Buiten extra kosten en een enorme administratie, zou het Belgische ontwerp geen enkele meerwaarde bieden in vergelijking met de huidige toestand. De lastenboeken bevatten naast technische eisen, ook heel wat (eigen)milieunormen die de toeleverancier moet naleven. Zo worden al heel wat chemische stoffen uitgesloten, hoewel hun gebruik volkomen legaal is. Dit past veelal in het kader van een milieucertificatie zoals ISO 14000 of EMAS. Anderzijds zorgt een integraal kwaliteitssysteem (ISO 9000) ervoor dat deze procedures systematisch worden toegepast oor valle toeleveranciers. De filosofie achter deze aanpak is echter diametraal in tegenstelling met de vraag van de Belgische overheid. De constructeurs bepalen op basis van de wetgeving en hun eigen milieustandaarden welke stoffen zij niet in hun voertuigen wensen aan te treffen. Dit maakt een gerichte en efficiënte controle mogelijk. De Belgische overheid vraagt echter om honderden stoffen in kaart te brengen, zonder aan te geven welke voor haar prioritair zijn. Bovendien, zoals reeds vermeld, zullen de producenten bij de typekeuring moeten aantonen dat de wagen voor 95% nuttig toepasbaar is en voor 85% recycleerbaar.


Dit betekent dat het afval van autowrakken in de toekomst een nog geringere aandeel in de Europese afvalberg zal hebben dan vandaag. En dan geldt nog het verbod op het gebruik van 4 zware metalen. Dus welke bijkomende garanties op het vlak van preventie zijn er dan nog nodig ?

...en is in strijd met de Europese vrije markt...

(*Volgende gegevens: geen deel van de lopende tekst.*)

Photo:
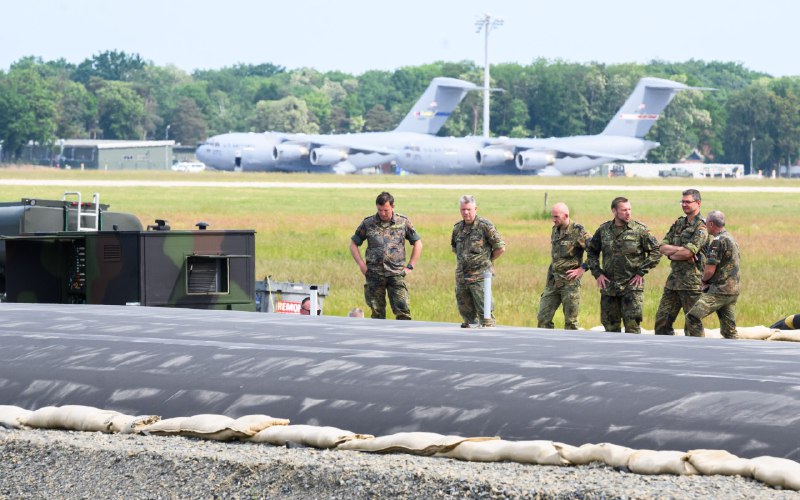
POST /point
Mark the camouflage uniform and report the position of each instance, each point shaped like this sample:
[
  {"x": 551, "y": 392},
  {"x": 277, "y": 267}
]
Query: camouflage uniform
[
  {"x": 723, "y": 289},
  {"x": 683, "y": 283},
  {"x": 386, "y": 260},
  {"x": 627, "y": 251},
  {"x": 473, "y": 245},
  {"x": 567, "y": 247}
]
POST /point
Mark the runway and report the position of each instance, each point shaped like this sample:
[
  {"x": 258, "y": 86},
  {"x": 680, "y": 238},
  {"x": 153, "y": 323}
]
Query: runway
[{"x": 381, "y": 377}]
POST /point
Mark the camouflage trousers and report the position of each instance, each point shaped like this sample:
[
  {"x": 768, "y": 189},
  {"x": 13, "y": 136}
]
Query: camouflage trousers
[
  {"x": 616, "y": 310},
  {"x": 469, "y": 299},
  {"x": 672, "y": 301},
  {"x": 725, "y": 307},
  {"x": 377, "y": 287},
  {"x": 555, "y": 295}
]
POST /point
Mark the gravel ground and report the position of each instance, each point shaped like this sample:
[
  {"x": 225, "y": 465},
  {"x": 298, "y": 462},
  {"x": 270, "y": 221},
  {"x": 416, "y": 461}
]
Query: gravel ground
[{"x": 63, "y": 464}]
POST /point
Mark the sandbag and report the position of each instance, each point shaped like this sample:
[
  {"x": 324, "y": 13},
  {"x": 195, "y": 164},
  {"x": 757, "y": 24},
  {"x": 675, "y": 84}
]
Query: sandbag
[
  {"x": 127, "y": 424},
  {"x": 415, "y": 443},
  {"x": 307, "y": 435},
  {"x": 165, "y": 427},
  {"x": 526, "y": 452},
  {"x": 204, "y": 426},
  {"x": 709, "y": 462},
  {"x": 12, "y": 416},
  {"x": 71, "y": 417},
  {"x": 660, "y": 462},
  {"x": 250, "y": 425},
  {"x": 213, "y": 426},
  {"x": 607, "y": 453},
  {"x": 777, "y": 472}
]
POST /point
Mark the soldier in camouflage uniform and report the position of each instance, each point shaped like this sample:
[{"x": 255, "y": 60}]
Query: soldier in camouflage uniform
[
  {"x": 629, "y": 251},
  {"x": 385, "y": 267},
  {"x": 568, "y": 241},
  {"x": 721, "y": 277},
  {"x": 684, "y": 245},
  {"x": 477, "y": 244}
]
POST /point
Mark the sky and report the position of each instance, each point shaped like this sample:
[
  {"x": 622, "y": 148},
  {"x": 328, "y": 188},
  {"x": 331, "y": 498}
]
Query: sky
[{"x": 355, "y": 36}]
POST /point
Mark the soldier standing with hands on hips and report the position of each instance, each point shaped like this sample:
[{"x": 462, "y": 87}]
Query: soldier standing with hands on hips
[
  {"x": 385, "y": 267},
  {"x": 684, "y": 245},
  {"x": 477, "y": 244},
  {"x": 568, "y": 241}
]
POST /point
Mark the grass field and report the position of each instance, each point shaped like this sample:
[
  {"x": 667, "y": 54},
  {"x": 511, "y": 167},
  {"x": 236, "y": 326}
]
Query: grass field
[{"x": 303, "y": 233}]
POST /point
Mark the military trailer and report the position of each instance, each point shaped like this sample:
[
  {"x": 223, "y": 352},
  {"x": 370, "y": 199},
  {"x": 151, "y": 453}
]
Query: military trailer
[{"x": 71, "y": 252}]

Andere lidstaten zoals Duitsland en Nederland, toch herhaaldelijk als stichtend milieuvoorbeeld geciteerd, hebben dit duidelijk begrepen en leggen de klemtoon op de milieuvriendelijke verwerking van autowrakken en de transparante rapportering hierover. Dit zou tot de absurde situatie kunnen leiden dat in België een bepaald model niet zou mogen verkocht worden, terwijl er voor de andere lidstaten geen vuiltje aan de lucht is. De Belgische administratie beroept zich hierbij op de sancties voorzien in de wet op de productnormen. Hier dreigt men in conflict te komen met het principe van het vrij verkeer van goederen binnen de EU, en meer bepaald met de kaderrichtlijn 70/156/EEG betreffende de typegoedkeuring van voertuigen. Voor personenwagens bestaat sinds 1996 de verplichte Europese homologatie. Wanneer een voertuig voldoet aan alle homologatievoorschriften, dan moet elke lidstaat de inschrijving van dit voertuig op haar grondgebied toestaan. Ze
mogen dus niet meer, maar ook niet minder eisen. Een lidstaat kan de inschrijving van een voertuig, dat over
een geldig Europees gelijkvormigheidsattest beschikt, slechts weigeren indien de betrokken lidstaat bewijst dat het voertuig op ernstige wijze de verkeersveiligheid in gevaar brengt. Dergelijke weigering moet beperkt zijn tot zes maanden en de lidstaat moet onmiddellijk de Commissie en de andere lidstaten op de hoogte brengen. FEBIAC betwist dan ook de rechtsgeldigheid van de sancties die in de ontwerptekst voorzien zijn. Als België de tekst in zijn huidige vorm aan de Commissie zou notifiëren, loopt men een groot risico dat men zijn huiswerk zal moeten overdoen, met een grote vertraging tot gevolg. Dit kan toch de bedoeling niet zijn?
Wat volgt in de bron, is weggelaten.